Marketing Mix Model for All: Using R for MMM

Understanding the ROI across all of your paid marketing channels is a top priority for senior-level executives across every industry and every geographical market.  Getting a clear sense of the ROI on each channel allows companies to answer really important questions.  For example:

  • What will happen if I increase my Email spend by 20%?
  • What is the level of saturation I can expect from my Paid Search channel?
  • How do I incorporate seasonality into my budget allocation strategy?
  • How do I optimize my budget allocation across all of my paid channels?
  • Which geographies should I focus my efforts?

These are consequential questions that have the potential to have a major impact on how a business operates.  With that, it’s no wonder that companies devote significant time, energy , and resources to creating (or purchasing) a Marketing (or Media) Mix Modeling framework.  The aim of this post is to show you how you can use the data that you already have in conjunction with open source tools to create your own MMM solution.

We will take a look a more in-depth look at the example Trevor and I co-presented at Adobe’s Digital Marketing Summit this past March.  While we will only be examining a single channel, a creative analyst could use this as the foundation for a larger MMM effort.  Many times, the analysts I work with are given a target for the amount of revenue a particular marketing channel is responsible for contributing to the overall business.  The question I am often asked is, “How much do I need to spend in my channel to reach my revenue goal?”

 

Let’s start by taking a quick look at the data:

For this example, we are looking at Email channel data.  This data set is aggregated to the campaign level, meaning each row represents one unique campaign, which is designated in the first column.  Since we are examining the single channel case, it comes as no surprise that each campaign roles up to the Email channel.  The third column, Return, is some measure of value to your site.  This will vary depending on two things:

  1. What is valuable to your site?
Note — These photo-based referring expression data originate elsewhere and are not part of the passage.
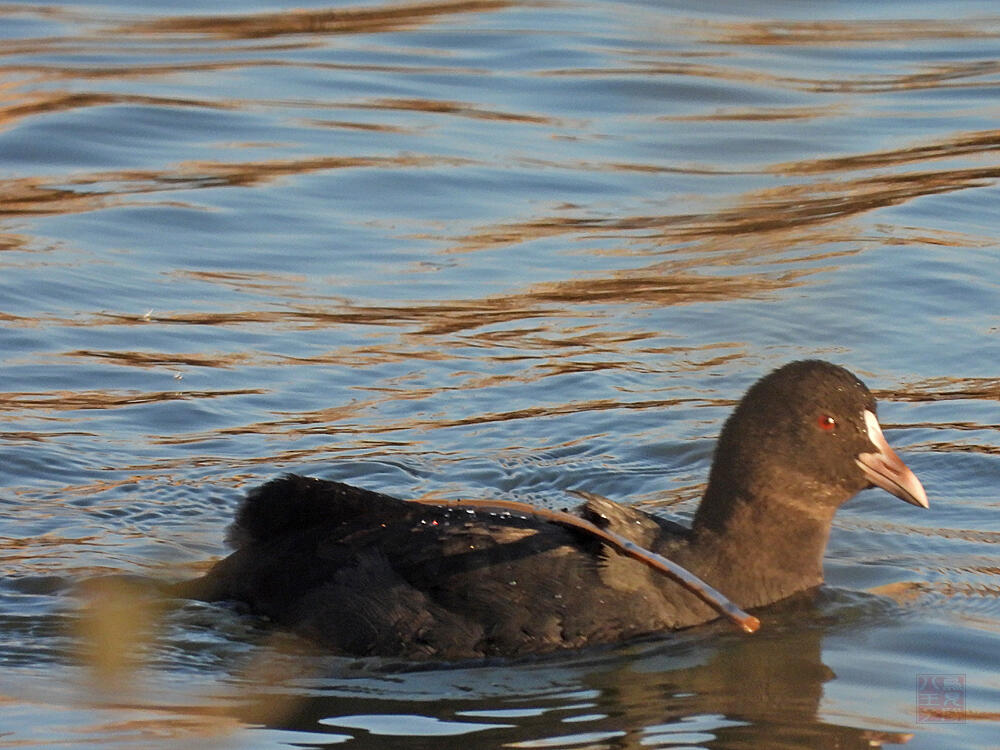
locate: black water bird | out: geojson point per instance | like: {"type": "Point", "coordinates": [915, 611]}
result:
{"type": "Point", "coordinates": [362, 573]}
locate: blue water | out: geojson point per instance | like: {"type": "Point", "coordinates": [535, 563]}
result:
{"type": "Point", "coordinates": [488, 249]}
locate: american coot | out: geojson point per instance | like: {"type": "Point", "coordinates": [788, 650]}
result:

Are you in the retail industry where customers are making purchases directly on your site?  If so, you may want to use Revenue or Orders for your measure of value.  Are you a media site where consumption of content is the most important metric?  If so, you may want to use blog views or subscriptions as your measure of value.  Return will always be specific to your industry and your business organization.
  2. What type of attribution model are you using? The amount of Return allocated to each campaign will be directly affected by the attribution method that you deploy.  Most companies are using simple, rules-based attribution methods like first touch or last touch.  These are great places to start.  If your organization is a little further in its analytics journey, you may want to think about using a more algorithmic, data-driven approach.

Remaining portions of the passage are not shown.